Dans chaque tranche de Les artistes, T met en lumière une œuvre récente ou méconnue d’un artiste noir, accompagnée de quelques mots de cet artiste mettant l’œuvre en contexte. Cette semaine, on se penche sur « Le retour des hirondelles » (2021) de Joana Choumali, dont l’œuvre fait l’objet de «C’est toujours le bon moment», une exposition présentée à Sperone Westwater à New York jusqu’au 30 avril.
Nom: Joana Choumali
Âge: 47
Située à: Abidjan, Côte d’Ivoire
Originaire de: Abidjan, Côte d’Ivoire
Où et quand avez-vous réalisé ce travail ? Je l’ai commencé en août 2021 et je l’ai terminé en octobre, dans mon studio à Abidjan. C’est un petit appartement à cinq minutes à pied de chez moi, un refuge où je peux me détendre et travailler et vraiment puiser dans mes souvenirs et mes émotions, puis traduire ce que je ressens.

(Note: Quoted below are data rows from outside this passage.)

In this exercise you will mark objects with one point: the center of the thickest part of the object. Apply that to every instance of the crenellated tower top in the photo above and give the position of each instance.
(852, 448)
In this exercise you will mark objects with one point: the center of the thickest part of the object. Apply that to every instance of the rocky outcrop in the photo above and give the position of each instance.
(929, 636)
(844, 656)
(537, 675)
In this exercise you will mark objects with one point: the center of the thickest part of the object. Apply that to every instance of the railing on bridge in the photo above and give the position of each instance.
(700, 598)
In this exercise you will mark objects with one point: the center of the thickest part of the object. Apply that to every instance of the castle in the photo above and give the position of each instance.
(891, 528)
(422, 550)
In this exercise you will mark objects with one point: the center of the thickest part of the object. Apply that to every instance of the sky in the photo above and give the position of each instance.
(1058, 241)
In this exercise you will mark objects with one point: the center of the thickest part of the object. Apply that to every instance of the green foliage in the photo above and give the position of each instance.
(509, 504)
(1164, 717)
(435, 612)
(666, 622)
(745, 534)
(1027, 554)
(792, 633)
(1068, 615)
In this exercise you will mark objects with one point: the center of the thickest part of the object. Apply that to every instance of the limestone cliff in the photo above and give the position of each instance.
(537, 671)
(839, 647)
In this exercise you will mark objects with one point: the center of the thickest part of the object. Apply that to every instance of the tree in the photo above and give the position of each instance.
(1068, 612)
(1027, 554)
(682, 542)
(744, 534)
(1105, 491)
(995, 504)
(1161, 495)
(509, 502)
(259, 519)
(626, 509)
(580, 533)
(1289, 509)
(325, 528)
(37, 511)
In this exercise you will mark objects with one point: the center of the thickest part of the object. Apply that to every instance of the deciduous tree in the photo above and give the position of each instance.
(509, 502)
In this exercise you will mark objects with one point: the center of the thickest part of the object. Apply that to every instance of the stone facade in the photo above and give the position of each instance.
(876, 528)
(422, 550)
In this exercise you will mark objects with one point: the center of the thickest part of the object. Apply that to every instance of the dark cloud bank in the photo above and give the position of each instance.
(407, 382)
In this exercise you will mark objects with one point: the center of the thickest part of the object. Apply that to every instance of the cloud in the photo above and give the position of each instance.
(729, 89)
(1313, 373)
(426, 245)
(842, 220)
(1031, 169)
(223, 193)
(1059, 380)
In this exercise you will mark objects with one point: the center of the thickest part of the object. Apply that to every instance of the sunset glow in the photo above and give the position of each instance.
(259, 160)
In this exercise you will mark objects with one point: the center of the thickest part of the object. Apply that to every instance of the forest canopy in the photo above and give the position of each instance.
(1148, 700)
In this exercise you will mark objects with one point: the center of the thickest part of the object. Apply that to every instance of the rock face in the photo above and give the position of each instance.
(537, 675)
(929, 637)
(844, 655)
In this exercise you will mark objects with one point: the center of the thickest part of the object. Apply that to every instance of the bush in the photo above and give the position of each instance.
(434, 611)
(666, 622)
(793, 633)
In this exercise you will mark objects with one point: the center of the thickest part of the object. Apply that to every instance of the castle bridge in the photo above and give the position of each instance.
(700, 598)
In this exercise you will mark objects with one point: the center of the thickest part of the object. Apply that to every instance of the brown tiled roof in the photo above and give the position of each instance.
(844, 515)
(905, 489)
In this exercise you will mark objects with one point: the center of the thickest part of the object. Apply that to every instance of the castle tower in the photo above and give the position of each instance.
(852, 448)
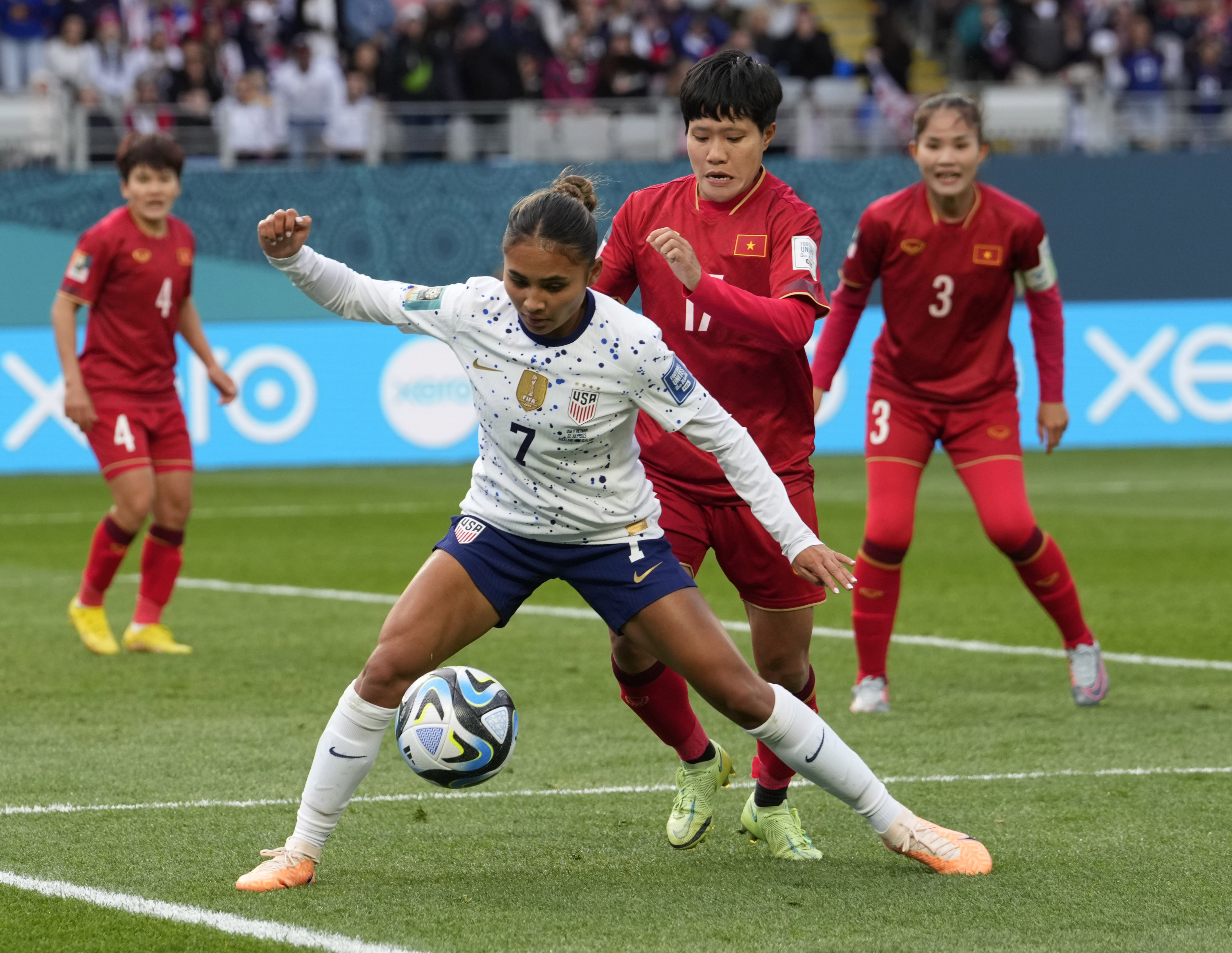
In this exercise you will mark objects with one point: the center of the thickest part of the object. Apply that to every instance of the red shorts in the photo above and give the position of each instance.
(137, 431)
(746, 553)
(905, 429)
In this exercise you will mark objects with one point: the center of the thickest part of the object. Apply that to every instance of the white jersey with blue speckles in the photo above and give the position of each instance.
(557, 457)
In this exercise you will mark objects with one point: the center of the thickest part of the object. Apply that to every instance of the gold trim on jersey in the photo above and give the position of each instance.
(531, 390)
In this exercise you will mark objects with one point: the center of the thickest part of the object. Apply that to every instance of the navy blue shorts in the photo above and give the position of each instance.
(508, 569)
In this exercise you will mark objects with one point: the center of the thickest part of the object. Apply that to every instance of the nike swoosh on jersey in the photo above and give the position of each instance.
(642, 576)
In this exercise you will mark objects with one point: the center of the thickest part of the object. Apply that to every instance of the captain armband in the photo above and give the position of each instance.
(1043, 277)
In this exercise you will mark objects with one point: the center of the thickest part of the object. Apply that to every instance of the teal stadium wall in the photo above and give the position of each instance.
(1134, 227)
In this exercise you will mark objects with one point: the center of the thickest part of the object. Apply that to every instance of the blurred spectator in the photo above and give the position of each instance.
(622, 72)
(699, 35)
(807, 52)
(222, 53)
(1210, 83)
(570, 77)
(307, 88)
(316, 23)
(114, 68)
(414, 71)
(194, 84)
(366, 60)
(530, 74)
(366, 20)
(68, 56)
(757, 24)
(984, 31)
(487, 71)
(350, 124)
(249, 121)
(148, 114)
(23, 41)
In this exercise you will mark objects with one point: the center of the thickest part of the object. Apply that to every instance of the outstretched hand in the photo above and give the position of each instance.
(284, 233)
(679, 256)
(823, 566)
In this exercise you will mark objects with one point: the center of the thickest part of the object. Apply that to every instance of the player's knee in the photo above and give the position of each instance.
(886, 549)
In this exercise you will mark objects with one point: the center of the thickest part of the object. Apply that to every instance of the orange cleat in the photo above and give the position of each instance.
(946, 851)
(291, 866)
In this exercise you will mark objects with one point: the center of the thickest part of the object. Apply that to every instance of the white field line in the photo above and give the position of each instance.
(821, 632)
(586, 792)
(199, 917)
(352, 510)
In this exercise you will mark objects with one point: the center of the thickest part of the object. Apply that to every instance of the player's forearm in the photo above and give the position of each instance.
(194, 335)
(337, 288)
(847, 306)
(1049, 331)
(785, 323)
(65, 328)
(716, 432)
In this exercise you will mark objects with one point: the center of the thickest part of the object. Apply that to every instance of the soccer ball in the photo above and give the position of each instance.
(456, 727)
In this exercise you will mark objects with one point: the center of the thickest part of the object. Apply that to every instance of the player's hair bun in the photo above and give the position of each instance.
(578, 187)
(561, 217)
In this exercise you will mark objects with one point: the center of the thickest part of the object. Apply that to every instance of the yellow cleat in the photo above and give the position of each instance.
(946, 851)
(155, 638)
(93, 627)
(291, 866)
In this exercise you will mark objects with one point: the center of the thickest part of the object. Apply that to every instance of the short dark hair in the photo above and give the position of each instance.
(156, 151)
(731, 86)
(562, 216)
(960, 103)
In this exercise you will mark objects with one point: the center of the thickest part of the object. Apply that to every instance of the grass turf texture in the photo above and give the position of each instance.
(1081, 862)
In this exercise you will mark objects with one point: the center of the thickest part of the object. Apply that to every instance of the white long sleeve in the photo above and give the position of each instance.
(716, 432)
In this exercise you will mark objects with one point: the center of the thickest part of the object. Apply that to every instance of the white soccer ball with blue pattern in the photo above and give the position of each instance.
(456, 727)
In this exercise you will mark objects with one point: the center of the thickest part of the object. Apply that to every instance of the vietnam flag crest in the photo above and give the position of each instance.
(751, 246)
(988, 254)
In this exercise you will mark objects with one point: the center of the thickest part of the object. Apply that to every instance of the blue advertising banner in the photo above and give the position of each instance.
(319, 393)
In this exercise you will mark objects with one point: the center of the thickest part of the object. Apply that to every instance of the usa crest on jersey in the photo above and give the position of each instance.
(468, 530)
(583, 402)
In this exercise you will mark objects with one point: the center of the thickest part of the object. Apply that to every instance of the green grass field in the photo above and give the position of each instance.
(1082, 861)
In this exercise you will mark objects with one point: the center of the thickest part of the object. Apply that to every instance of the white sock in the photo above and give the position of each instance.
(345, 755)
(799, 735)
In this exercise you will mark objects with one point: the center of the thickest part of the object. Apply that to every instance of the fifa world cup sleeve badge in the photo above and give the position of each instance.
(531, 391)
(679, 381)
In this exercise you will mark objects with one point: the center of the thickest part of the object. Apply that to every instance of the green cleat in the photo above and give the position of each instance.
(779, 827)
(693, 814)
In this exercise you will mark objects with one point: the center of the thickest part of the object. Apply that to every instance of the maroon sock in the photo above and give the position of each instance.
(768, 769)
(161, 564)
(108, 552)
(874, 603)
(1044, 571)
(661, 698)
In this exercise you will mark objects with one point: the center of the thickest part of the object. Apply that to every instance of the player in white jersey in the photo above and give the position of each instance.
(558, 375)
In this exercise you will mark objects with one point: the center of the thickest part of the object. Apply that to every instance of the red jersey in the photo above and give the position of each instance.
(763, 242)
(948, 290)
(134, 285)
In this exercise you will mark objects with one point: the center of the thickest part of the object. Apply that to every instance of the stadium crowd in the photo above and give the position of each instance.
(290, 72)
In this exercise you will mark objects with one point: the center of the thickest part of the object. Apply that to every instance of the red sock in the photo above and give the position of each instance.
(768, 770)
(661, 698)
(161, 564)
(108, 552)
(1044, 571)
(879, 578)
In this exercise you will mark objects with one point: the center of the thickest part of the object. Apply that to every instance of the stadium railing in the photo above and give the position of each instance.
(827, 119)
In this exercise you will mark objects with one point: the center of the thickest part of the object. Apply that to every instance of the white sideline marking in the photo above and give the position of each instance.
(353, 510)
(185, 914)
(573, 792)
(565, 612)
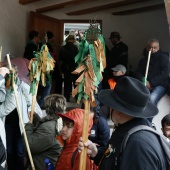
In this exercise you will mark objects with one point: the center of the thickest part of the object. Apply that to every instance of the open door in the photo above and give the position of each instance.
(43, 23)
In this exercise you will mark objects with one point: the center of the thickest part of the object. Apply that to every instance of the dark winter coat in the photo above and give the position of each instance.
(143, 150)
(67, 57)
(42, 141)
(100, 131)
(118, 55)
(158, 69)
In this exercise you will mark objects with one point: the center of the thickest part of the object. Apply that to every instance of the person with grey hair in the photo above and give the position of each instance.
(157, 79)
(42, 136)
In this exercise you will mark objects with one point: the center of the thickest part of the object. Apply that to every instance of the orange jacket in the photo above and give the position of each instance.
(112, 83)
(65, 160)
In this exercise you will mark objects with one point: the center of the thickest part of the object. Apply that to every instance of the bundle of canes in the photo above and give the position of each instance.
(147, 68)
(91, 62)
(1, 57)
(19, 114)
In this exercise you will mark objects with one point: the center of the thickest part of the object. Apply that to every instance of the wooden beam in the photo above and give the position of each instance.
(105, 7)
(62, 5)
(138, 10)
(24, 2)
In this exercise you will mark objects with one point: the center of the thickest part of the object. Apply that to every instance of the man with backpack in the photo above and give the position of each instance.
(143, 150)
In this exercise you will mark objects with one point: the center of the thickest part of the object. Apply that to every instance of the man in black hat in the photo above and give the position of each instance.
(119, 52)
(129, 107)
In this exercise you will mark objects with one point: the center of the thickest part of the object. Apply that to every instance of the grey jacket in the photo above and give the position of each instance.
(42, 141)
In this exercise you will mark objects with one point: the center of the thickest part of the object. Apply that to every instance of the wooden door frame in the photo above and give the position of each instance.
(61, 22)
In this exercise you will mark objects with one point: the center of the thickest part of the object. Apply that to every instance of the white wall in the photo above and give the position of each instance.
(135, 29)
(13, 27)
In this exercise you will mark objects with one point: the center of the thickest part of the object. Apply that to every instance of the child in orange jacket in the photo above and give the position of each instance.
(69, 138)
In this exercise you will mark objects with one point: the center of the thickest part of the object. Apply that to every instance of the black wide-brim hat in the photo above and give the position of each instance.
(130, 97)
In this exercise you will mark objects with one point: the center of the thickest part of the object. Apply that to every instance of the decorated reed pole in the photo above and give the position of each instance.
(39, 68)
(147, 68)
(91, 62)
(1, 56)
(19, 112)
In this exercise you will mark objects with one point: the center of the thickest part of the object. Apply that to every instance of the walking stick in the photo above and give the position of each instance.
(91, 62)
(1, 56)
(83, 154)
(20, 116)
(147, 68)
(34, 100)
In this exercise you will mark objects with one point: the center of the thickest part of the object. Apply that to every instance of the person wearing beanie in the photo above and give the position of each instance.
(42, 133)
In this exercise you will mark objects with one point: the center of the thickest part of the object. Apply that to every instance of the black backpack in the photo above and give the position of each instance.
(165, 142)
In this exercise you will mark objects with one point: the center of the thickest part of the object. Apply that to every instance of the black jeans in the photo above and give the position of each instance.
(15, 148)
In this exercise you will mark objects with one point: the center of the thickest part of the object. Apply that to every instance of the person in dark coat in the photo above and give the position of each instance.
(42, 134)
(158, 73)
(67, 59)
(129, 107)
(119, 52)
(32, 45)
(118, 55)
(100, 131)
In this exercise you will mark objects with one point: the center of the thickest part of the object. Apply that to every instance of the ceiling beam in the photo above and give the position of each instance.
(105, 7)
(138, 10)
(24, 2)
(61, 5)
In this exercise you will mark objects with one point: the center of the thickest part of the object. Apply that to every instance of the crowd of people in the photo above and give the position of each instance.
(128, 101)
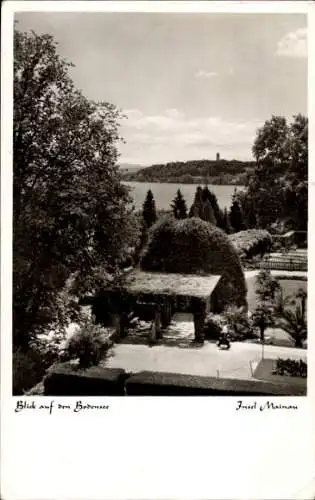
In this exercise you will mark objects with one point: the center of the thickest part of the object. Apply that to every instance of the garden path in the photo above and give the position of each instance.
(207, 360)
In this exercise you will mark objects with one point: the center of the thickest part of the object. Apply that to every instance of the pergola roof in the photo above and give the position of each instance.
(189, 285)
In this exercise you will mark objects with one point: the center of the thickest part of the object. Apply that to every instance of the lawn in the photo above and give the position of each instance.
(276, 336)
(289, 287)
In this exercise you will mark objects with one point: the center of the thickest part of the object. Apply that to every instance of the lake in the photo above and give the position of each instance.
(164, 193)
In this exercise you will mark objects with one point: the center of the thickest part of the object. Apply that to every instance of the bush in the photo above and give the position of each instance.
(291, 367)
(66, 380)
(213, 326)
(89, 343)
(251, 242)
(193, 246)
(175, 384)
(238, 323)
(28, 370)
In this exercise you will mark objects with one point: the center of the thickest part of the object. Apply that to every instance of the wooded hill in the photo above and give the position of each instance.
(195, 172)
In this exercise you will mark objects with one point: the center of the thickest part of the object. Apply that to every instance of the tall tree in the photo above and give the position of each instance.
(217, 212)
(226, 225)
(207, 213)
(278, 187)
(195, 209)
(236, 215)
(149, 209)
(72, 217)
(179, 206)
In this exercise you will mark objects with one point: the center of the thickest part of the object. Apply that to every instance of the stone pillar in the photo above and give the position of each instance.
(157, 322)
(199, 321)
(166, 314)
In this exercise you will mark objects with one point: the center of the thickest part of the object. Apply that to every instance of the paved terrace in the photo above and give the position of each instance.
(206, 360)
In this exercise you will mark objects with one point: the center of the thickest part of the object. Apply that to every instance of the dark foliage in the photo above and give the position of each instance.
(291, 367)
(66, 380)
(179, 206)
(72, 217)
(194, 246)
(236, 215)
(174, 384)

Pouvez-vous décrire ce qui se passe dans le travail? Il s’agit d’une œuvre multimédia qui incorpore de la peinture, de la broderie, du collage et des figures découpées à partir de photographies. Aucune des photos que j’utilise dans mon travail n’est mise en scène ou trouvée ; Je les prends tous moi-même, où que je voyage. La première couche ici est une photo de paysage que j’ai prise d’un lever de soleil à Dakar, au Sénégal, et imprimée sur une toile de coton. Ensuite, j’ai recréé les couleurs du ciel en superposant plusieurs couches de tissu transparent sur la toile, un peu comme si je peignais à l’aquarelle. J’ai cousu les silhouettes des enfants pour fixer le tissu transparent. Je ne colle pas avec de la colle – je couds autour de chaque figure, puis je peins dessus. Et puis j’ai ajouté des couches de tissu transparent blanc pour capturer l’atmosphère brumeuse du matin. Cela ressemble à une couette ou à une couverture quand vous le voyez en personne.
C’est important pour moi d’être entre la réalité de l’image et le rêve de mon imagination. Je veux créer un dialogue entre les deux, entre paysages intérieurs et extérieurs et entre passé et présent. Et je suis fasciné par le symbolisme du lever du soleil, comment c’est un nouveau départ chaque jour. J’ai commencé ce projet à un moment très difficile de ma vie, et y travailler chaque matin était à la fois un voyage spirituel et un exercice physique qui m’a aidé à traverser.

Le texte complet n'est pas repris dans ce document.